What’s important is how you react says Stephanie Naznitsky
An administrative career can be full of ups and downs — quite literally. After years of hard work, you could be rewarded with a promotion, raise or both. Less likely but possible, you could also experience a demotion. Here’s what to know if and when they occur.
Promotion with a Raise
Congratulations! Most people aim for an upgrade in job title accompanied by an increase in pay.
You still need details regarding new expectations. Will you be in charge of more projects and personnel? If so, be sure your boss explains in detail what that will entail. Then find out about the new metrics against which you’ll be evaluated in your next performance review. To really make your mark, come up with a plan of all you’d like to accomplish in the next 60 days.
Promotion without a Raise
More responsibilities without more money? It happens more often than you might think. In an OfficeTeam survey of HR managers, 39 percent said their company sometimes awards promotions without salary increases — up 17 points from a similar poll conducted in 2011. One reason they’re more commonplace today could be that employees are increasingly willing to accept them: 64 percent of workers said they’d take a better job title without better pay, compared to 55 percent in 2011.
Promotions without a raise are a mixed blessing. More responsibility and a new title look good on your business card, LinkedIn profile and resume. On the other hand, if it comes with a much heavier workload, you might feel as if the company is taking advantage of your time, skills and loyalty.

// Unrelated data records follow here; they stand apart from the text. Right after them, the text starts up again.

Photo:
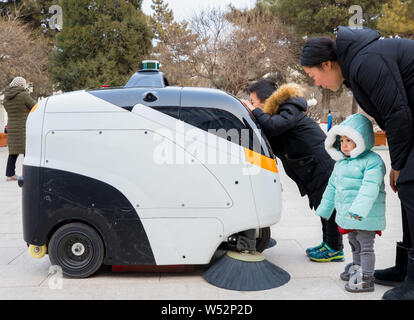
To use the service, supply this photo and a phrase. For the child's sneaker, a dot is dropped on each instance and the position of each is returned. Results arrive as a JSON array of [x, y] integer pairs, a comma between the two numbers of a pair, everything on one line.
[[319, 246], [326, 254], [359, 282], [349, 269]]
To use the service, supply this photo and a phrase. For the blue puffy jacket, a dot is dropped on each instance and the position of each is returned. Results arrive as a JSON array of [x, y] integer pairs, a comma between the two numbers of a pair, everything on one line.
[[356, 186]]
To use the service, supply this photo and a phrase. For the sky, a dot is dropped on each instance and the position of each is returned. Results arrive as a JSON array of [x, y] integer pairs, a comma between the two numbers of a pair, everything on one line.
[[185, 9]]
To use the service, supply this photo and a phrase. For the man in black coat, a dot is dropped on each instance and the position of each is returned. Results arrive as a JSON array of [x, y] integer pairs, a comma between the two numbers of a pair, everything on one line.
[[298, 142], [380, 73]]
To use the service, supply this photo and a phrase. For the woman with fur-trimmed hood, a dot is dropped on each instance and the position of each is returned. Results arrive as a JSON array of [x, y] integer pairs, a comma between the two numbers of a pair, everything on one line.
[[298, 142]]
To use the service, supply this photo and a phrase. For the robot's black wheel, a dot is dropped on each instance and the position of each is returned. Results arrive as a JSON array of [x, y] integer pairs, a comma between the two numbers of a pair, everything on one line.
[[78, 249]]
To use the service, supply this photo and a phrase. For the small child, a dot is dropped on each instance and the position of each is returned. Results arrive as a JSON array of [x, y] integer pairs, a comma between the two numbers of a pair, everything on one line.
[[356, 191]]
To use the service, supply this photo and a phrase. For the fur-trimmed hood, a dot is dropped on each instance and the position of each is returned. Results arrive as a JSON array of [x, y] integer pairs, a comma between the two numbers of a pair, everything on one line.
[[289, 91], [356, 127]]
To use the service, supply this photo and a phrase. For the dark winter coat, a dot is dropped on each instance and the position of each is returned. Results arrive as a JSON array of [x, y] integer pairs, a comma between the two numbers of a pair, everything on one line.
[[297, 141], [380, 73], [18, 104]]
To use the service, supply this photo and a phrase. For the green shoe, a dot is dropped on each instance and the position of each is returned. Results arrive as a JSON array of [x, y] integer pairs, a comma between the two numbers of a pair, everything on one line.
[[318, 247], [326, 254]]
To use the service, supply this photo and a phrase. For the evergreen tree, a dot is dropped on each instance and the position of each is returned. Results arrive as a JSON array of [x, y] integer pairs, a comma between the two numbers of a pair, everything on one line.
[[102, 42], [322, 17], [34, 13]]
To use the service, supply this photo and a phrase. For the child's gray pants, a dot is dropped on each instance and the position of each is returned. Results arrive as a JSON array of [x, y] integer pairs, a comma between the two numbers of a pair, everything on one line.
[[362, 244]]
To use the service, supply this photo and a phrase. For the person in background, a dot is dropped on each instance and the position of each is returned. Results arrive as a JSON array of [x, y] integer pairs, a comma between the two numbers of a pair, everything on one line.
[[18, 103], [298, 142], [356, 190]]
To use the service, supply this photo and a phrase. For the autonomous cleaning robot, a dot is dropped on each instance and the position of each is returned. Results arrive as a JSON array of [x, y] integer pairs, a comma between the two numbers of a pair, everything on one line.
[[146, 174]]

Thank management for the honor. Before you accept it, though, ask about the expectations that would come with this new role. If you’ll have to do more, see if there’s the possibility of a raise in the next quarter. Perhaps your boss would be willing to bump up your salary if you meet certain criteria, such as earning a Microsoft Office Specialist (MOS) certificate in Word or Excel. Don’t know how much to ask for? Consult the OfficeTeam 2019 Salary Guide to find out what various administrative job titles are worth in your city.
Sometimes an employer simply doesn’t have the budget to raise salaries, neither now nor in the near future. In that case, try negotiating extra perks. Some of the most popular privileges are flexible scheduling, telecommuting options and a compressed workweek. You could also request a spot bonus or extra vacation days, both of which are more manageable for companies with limited budgets but that still want to reward valuable employees.
In another OfficeTeam survey, 46 percent of HR managers said their company has demoted an employee. Interestingly, the top reasons came in almost equally for poor performance (39 percent) and failing in a new role after receiving a promotion (38 percent).
While not as devastating as getting fired, a demotion is still demoralizing. If you ever find yourself in this situation, look inwardly instead of becoming defensive, which is unprofessional and risks burning bridges.
Ask your manager for reasons behind the decision. If it’s due to poor performance, get specifics: what deadlines you’ve missed, which projects you’ve handled poorly and what mistakes you’ve made. Request feedback on how you could improve your work and which skills need honing. Remember, while a demotion is a blow to anyone’s ego, your boss is demonstrating that they still want to work with you.
Once you understand why you were demoted, consider your options. Of the workers surveyed who experienced a demotion, 41 percent focused on excelling in their downgraded role. If you love your job and colleagues, this is a good approach. However, 47 percent said they lost interest in the position and 52 percent quit.
Change is a normal part of an administrative professional’s life. What’s important is how you react in the face of those changes. With time and the right attitude, you can handle whatever comes your way – whether it’s a promotion or demotion.